A spider builds its web in a window frame that is lying on the ground. It is supported by four main strands. Calculate the force of tension in strand 4 assuming the web is stable. The tensions in the other three strands are as follows:
strand 1: 21 mN (20 degrees East of North)
strand 2: 16 mN (60 degrees East of South)
strand 3: 18 mN (40 degrees West of South)

if i solve y

T1 cos20(0.021N)
=0.019 N
T2 cos60(0.016N)
=0.008 N
T3 cos 40(0.018N)
=0.013 N

T4 y total 0.014

solve for x
sin20(0.021N)
=0.00718 N
sin60(0.016)
=0.013 N
sin(40)(0.018N)
=0.011N

T4 x total 0.0162

c squared = 0.0162 squared + 0.014 squared
c=0.0214

tan theta = 0.014/0.0162 = 0.0214 N40.8W degrees

is this correct?

 

[Carid]

You don't see to deal with the directions correctly.

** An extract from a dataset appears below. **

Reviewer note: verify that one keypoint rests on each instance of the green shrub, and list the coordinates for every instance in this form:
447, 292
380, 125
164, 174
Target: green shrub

0.019 - 0.008 - 0.0013 = ?

 

[phy_]

could you explain why you would subtract?

 

[physics girl phd]

I find your work hard to follow. I think (like Carid notes) you aren't quite dealing with directions well. In a problem like this, I would first take all individual strings and break them into their components along perpendicular directions: in your case, east and north... and maybe you'd even like to note west and south instead of using negative east and negative north (these negatives would explain the subtraction that Carid is noting).

for instance I would say:
string 1: 0.019 N North + 0.00718 N East
string 2: ...
string 3: ...

 

[Stovebolt]

From the looks of the numbers, I'm guessing you averaged the magnitudes of each of the forces? If so, that is not the correct approach. Otherwise it looks like you took the right steps.

I highly recommend drawing a diagram of the web, keeping in mind that you are looking for the sum of the forces about the center point where the strands intersect.

Once that is done, take physics girl's advice. Choose one direction as positive for each component (x and y), then add any positive force and subtract the negative forces.

 

[phy_]

Thank-you very much. Question solved.